When compiling a portfolio you need to strike a careful balance between achieving the quality you desire or are capable of against quantity – numbers of examples for the viewer to examine. How many examples should be considered a minimum? That is difficult to say, but personally I think anything less than 5 makes it difficult for the viewer (client) to make a reasonable assessment of your work; what you are offering is a small number of individual pieces that may not provide a clear idea of your abilities or indeed potential. So having established that a larger number of examples on show will make it easier for the viewer to form an opinion about your work, particularly from a commercial point of view, should there be an upper limit to the size of your portfolio? Most definitely yes, but what is it? Again, there is no hard and fast answer to this and a lot will depend on who your potential viewers are and how long they will be prepared to spend browsing your work.

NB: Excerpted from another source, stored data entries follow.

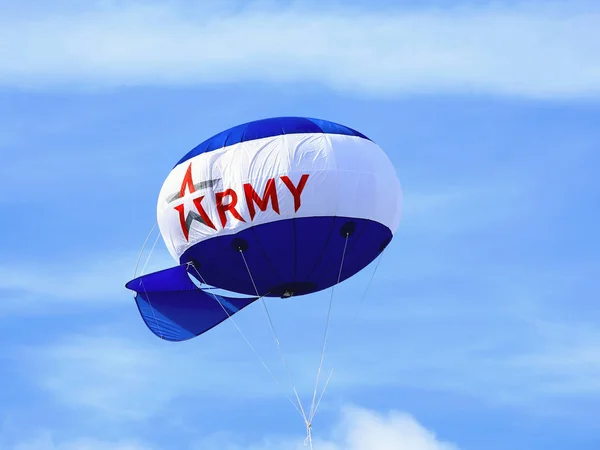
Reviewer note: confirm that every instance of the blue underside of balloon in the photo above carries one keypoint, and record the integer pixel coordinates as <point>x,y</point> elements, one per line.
<point>284,258</point>
<point>275,126</point>
<point>175,309</point>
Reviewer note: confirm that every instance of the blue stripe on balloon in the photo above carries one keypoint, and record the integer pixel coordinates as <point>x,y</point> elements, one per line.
<point>263,128</point>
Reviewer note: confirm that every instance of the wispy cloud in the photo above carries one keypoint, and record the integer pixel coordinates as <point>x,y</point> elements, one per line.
<point>357,429</point>
<point>532,49</point>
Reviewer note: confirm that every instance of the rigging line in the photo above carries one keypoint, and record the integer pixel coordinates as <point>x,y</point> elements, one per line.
<point>248,342</point>
<point>323,392</point>
<point>150,254</point>
<point>274,333</point>
<point>364,296</point>
<point>152,308</point>
<point>142,250</point>
<point>312,412</point>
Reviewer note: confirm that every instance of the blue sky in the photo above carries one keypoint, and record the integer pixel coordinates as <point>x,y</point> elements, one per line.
<point>480,329</point>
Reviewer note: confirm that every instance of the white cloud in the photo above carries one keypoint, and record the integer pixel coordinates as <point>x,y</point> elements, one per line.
<point>358,429</point>
<point>534,49</point>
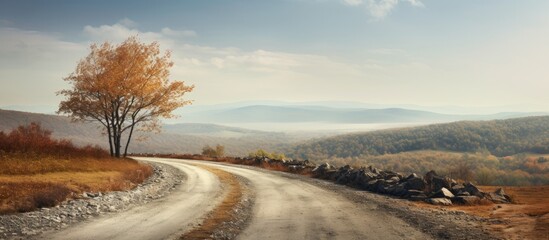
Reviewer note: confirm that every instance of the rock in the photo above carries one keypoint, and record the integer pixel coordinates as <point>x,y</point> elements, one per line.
<point>467,200</point>
<point>443,193</point>
<point>440,182</point>
<point>472,189</point>
<point>496,198</point>
<point>439,201</point>
<point>457,188</point>
<point>419,197</point>
<point>463,193</point>
<point>414,183</point>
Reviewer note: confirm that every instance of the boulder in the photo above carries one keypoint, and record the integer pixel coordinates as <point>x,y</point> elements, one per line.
<point>463,193</point>
<point>440,182</point>
<point>457,188</point>
<point>439,201</point>
<point>443,193</point>
<point>419,197</point>
<point>472,189</point>
<point>467,200</point>
<point>415,183</point>
<point>496,198</point>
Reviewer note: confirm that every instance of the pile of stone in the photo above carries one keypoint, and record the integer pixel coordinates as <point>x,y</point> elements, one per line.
<point>430,188</point>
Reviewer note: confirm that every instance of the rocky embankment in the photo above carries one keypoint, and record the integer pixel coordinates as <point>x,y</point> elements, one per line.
<point>25,225</point>
<point>431,187</point>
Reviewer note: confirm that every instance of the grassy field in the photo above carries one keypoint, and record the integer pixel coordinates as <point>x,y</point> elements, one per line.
<point>37,171</point>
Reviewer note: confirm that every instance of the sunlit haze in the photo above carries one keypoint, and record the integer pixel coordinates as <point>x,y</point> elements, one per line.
<point>471,54</point>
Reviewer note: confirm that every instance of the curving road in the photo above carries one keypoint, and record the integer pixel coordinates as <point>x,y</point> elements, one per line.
<point>166,218</point>
<point>288,208</point>
<point>284,208</point>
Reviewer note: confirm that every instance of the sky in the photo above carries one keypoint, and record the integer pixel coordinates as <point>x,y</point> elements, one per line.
<point>466,53</point>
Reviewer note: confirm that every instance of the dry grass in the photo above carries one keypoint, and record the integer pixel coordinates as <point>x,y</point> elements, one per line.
<point>21,192</point>
<point>37,171</point>
<point>221,213</point>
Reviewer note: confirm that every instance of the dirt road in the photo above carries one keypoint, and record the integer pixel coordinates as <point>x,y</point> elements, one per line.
<point>166,218</point>
<point>284,208</point>
<point>292,209</point>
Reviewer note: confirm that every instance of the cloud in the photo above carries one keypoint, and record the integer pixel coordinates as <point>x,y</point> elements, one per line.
<point>126,27</point>
<point>353,2</point>
<point>378,9</point>
<point>186,33</point>
<point>221,74</point>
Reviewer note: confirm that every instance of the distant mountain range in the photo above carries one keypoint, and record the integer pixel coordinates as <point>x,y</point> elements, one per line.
<point>322,114</point>
<point>202,128</point>
<point>498,137</point>
<point>177,138</point>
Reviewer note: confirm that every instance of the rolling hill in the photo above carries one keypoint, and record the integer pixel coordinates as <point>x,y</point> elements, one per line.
<point>499,137</point>
<point>177,138</point>
<point>312,113</point>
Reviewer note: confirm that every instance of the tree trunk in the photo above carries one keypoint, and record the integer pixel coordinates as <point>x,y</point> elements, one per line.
<point>129,139</point>
<point>110,140</point>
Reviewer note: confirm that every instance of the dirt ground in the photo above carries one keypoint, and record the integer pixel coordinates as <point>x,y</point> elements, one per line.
<point>527,218</point>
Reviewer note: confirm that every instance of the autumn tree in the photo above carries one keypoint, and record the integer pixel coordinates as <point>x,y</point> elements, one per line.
<point>124,87</point>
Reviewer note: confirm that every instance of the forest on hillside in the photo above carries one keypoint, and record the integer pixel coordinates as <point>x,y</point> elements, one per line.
<point>499,152</point>
<point>498,137</point>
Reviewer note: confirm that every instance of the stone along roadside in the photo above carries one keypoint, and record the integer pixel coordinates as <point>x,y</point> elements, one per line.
<point>25,225</point>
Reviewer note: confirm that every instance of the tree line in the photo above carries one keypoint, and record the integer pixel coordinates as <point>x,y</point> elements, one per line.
<point>498,137</point>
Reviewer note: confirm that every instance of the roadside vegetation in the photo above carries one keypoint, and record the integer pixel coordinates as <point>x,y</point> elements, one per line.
<point>481,168</point>
<point>38,171</point>
<point>513,152</point>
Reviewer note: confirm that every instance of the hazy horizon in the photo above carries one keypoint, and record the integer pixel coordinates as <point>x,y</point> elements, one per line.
<point>486,55</point>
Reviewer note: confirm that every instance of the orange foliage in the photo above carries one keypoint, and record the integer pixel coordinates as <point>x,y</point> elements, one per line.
<point>33,140</point>
<point>123,86</point>
<point>38,171</point>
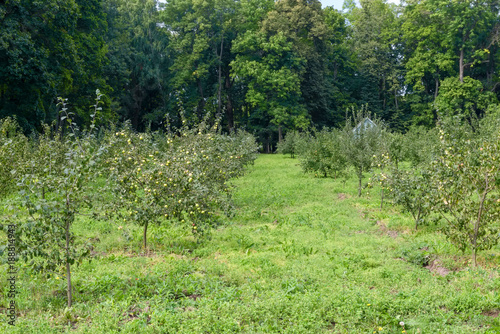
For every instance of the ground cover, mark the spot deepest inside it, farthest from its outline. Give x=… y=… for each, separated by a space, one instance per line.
x=301 y=255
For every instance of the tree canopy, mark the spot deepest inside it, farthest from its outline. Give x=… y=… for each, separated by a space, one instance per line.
x=267 y=66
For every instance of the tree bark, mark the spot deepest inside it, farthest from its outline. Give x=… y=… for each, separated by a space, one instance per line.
x=229 y=103
x=145 y=234
x=68 y=268
x=461 y=65
x=437 y=88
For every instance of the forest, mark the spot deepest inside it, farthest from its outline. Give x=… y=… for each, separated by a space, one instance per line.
x=264 y=66
x=133 y=198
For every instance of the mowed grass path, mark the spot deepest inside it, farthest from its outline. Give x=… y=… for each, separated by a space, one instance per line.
x=301 y=255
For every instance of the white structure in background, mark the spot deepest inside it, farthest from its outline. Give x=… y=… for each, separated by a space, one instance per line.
x=364 y=124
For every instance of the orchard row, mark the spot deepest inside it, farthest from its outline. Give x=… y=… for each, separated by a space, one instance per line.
x=449 y=173
x=179 y=176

This is a problem I have been considering recently. My portfolio on this website has been slowly growing over the past year or so and currently stands at some 105 images spread over several galleries. I am aware that the “People In Places” gallery with only 2 examples is quite light and lacks depth for the viewer; a sort of “take it or leave it” situation, whereas the “Rural” gallery offers a much larger degree of interest. Of course this will only work if quality is maintained as stuffing the portfolio with lesser examples will devalue its overall impact. But even if all the examples are top quality there is a limit to a viewer’s patience or interest when it comes to working through the gallery. My approach to this is that the new image must add value to the portfolio, it must improve the quality or why is it being added in the first place? I also make regular re-evaluations of the images already in the portfolio; are they still worthy of being there? If the answer is “no” – for whatever reason, then the next line must be, “you’re fired!”
One other aspect that needs to borne in mind is that as time passes ability improves (hopefully). To that end, it is always worth looking afresh at older pieces of work to see if they can be improved. I’ve done this with a few images, “Dambuster”, “Against The Elements” and “Edinburgh Castle” are some examples – be it applying a new process or even reverting to colour! Whatever is done I always aim to keep the portfolio fresh and therefore hopefully bring the viewer back tomorrow.